Foram propostos diversos métodos para testar se os dados omissos são MCAR (Little, 1988; Chen & Little, 1999; Kim & Bentler, 2002; Enders, 2010; Jamshidian & Jalal, 2014; Li, 2013).

A título de exemplo, considere-se testes 𝑡, independentes, aplicados a grupos de dados omissos (ou observados) com padrões comuns, para cada variável com dados omissos ou entre o grupo com dados completos e aquele com dados omissos. A aplicação destes testes permite avaliar se a omissão em cada variável está relacionada com os valores observados de outras variáveis. Se todos os 𝑡-testes forem não significativos, então pode-se assumir que os dados omissos nesse conjunto de dados são MCAR; se não, são MAR ou MNAR nas variáveis com testes significativos. No entanto, à medida que o tamanho da matriz de dados cresce, a avaliação de múltiplos testes 𝑡 torna-se fastidiosa e, no que respeita ao desempenho, podem resultar erros de Tipo I. Para além do grande número de estatísticas 𝑡, estes testes não têm em consideração as correlações entre as variáveis, sendo possível que um indicador de dados omissos produza diferenças de médias em várias variáveis, mesmo que exista apenas uma única causa para os dados omissos. Seguindo a mesma lógica pode ser testada a igualdade de variâncias e covariâncias entre o grupo de dados completos e o grupo com dados omissão, em relação a cada uma das variáveis (teste de Levene, teste de Bartlet ou teste F).

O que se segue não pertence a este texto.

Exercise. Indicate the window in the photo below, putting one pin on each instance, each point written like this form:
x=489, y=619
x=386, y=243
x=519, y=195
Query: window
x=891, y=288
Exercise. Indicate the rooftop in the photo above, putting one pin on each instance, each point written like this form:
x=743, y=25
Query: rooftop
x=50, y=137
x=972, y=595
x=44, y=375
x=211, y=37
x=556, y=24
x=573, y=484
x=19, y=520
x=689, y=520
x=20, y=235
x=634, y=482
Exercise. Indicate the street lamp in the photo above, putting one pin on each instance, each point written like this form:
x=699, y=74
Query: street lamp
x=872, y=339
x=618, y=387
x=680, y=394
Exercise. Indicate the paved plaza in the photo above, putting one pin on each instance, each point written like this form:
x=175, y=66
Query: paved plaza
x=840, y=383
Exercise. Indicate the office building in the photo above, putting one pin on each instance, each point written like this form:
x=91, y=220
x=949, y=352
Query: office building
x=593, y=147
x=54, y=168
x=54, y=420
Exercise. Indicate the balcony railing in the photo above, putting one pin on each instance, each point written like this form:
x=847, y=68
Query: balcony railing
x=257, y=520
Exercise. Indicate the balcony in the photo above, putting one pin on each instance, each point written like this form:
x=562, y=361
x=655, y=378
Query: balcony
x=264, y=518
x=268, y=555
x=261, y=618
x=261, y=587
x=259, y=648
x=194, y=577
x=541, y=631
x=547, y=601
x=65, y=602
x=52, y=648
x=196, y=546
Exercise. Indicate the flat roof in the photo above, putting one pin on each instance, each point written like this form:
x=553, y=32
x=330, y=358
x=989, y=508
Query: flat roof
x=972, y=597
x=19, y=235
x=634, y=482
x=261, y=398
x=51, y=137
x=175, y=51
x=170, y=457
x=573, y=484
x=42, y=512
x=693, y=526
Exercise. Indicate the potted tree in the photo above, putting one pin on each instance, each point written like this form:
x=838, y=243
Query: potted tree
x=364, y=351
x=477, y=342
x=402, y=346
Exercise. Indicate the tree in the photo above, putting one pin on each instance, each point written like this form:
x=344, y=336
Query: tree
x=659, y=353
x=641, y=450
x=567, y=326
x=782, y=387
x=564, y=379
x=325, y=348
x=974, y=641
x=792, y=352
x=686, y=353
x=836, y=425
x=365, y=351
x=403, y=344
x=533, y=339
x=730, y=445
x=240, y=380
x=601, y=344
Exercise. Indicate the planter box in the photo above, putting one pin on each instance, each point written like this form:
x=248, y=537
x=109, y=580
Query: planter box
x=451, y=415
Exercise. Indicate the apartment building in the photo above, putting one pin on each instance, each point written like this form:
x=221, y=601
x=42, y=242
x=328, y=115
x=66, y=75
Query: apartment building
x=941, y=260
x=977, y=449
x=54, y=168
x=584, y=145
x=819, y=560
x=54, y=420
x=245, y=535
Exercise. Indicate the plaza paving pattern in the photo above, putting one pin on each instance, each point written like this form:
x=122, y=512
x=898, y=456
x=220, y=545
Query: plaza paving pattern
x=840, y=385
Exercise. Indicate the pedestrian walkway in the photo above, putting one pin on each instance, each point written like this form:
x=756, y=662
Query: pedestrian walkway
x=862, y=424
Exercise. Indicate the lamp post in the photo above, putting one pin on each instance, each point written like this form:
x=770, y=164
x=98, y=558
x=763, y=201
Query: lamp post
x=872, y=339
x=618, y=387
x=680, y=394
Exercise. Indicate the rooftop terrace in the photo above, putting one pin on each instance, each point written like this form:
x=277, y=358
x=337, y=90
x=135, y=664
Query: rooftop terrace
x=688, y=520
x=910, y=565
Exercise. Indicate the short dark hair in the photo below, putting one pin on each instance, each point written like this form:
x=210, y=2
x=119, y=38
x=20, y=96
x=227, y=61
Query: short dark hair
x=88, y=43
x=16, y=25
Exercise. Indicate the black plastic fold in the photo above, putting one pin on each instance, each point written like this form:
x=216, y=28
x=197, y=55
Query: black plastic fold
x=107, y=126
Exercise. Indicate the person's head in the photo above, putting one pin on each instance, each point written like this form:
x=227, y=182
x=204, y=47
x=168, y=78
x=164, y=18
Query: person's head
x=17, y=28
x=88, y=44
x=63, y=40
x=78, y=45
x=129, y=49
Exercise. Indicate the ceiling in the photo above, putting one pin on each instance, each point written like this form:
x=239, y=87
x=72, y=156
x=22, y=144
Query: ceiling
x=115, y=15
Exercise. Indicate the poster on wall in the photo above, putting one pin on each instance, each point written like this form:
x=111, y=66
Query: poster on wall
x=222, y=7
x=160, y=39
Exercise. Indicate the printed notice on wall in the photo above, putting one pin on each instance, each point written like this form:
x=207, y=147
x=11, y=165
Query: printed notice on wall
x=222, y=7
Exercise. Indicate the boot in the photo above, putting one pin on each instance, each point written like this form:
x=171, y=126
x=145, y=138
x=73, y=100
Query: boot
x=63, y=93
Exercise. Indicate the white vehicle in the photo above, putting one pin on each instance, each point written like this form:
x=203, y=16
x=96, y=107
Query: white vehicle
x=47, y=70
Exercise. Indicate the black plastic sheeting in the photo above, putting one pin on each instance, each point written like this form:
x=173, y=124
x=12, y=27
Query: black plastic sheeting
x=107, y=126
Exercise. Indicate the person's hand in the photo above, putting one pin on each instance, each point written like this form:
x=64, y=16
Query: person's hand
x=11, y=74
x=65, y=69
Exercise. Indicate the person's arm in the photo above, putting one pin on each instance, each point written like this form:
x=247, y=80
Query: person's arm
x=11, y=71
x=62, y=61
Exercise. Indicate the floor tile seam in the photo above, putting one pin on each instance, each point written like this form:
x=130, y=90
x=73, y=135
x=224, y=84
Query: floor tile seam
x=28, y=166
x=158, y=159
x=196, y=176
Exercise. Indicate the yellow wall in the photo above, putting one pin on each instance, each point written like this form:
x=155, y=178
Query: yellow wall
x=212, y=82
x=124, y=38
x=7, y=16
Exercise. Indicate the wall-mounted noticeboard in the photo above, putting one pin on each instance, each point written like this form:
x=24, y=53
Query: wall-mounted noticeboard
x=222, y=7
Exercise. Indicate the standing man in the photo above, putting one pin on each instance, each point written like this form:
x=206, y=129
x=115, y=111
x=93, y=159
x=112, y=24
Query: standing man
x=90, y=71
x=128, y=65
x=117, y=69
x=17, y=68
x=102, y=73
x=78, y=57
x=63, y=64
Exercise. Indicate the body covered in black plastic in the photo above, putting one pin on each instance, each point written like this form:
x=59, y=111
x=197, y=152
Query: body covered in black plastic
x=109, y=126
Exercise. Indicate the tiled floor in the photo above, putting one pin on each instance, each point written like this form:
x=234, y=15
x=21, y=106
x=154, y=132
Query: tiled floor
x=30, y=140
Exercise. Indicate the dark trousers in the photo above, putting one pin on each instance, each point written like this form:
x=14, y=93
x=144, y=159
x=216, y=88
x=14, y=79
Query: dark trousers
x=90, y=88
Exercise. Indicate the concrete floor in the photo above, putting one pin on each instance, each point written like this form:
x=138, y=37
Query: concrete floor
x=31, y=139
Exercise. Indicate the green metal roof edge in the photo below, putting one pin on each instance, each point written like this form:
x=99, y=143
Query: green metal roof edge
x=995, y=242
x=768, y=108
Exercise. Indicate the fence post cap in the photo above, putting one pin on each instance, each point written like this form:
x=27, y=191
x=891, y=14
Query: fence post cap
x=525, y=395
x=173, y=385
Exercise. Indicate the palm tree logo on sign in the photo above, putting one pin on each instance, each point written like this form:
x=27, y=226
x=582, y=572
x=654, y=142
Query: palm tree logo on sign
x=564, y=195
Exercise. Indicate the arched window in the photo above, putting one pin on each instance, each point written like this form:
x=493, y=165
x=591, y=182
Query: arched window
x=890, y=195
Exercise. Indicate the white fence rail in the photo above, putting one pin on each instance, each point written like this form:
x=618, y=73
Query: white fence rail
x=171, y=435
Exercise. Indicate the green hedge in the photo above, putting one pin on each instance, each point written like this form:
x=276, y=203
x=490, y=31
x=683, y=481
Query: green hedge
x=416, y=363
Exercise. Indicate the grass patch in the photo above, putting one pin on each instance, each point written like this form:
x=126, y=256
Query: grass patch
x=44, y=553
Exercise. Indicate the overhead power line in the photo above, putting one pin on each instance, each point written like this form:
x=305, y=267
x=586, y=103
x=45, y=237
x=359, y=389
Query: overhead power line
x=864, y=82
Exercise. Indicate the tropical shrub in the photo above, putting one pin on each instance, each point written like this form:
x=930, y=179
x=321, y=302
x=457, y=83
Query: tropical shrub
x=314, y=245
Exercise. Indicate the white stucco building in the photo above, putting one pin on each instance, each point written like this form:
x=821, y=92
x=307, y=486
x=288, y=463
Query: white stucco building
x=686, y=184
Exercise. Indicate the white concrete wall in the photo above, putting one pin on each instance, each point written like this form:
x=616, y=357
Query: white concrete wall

Também se pode recorrer ao teste de Little (1988), extensão multivariada da abordagem de teste 𝑡, baseado num quociente de verosimilhança. Este teste é destinado a avaliar simultaneamente diferenças de médias entre vários subgrupos de casos que compartilham o mesmo padrão de dados omissos (Enders, 2010). A rejeição da hipótese de igualdade de médias entre os grupos indica que os dados não são MCAR. Kim e Bentler (2002) apresentam dois testes propostos por Little para testar homogeneidade das matrizes de covariâncias.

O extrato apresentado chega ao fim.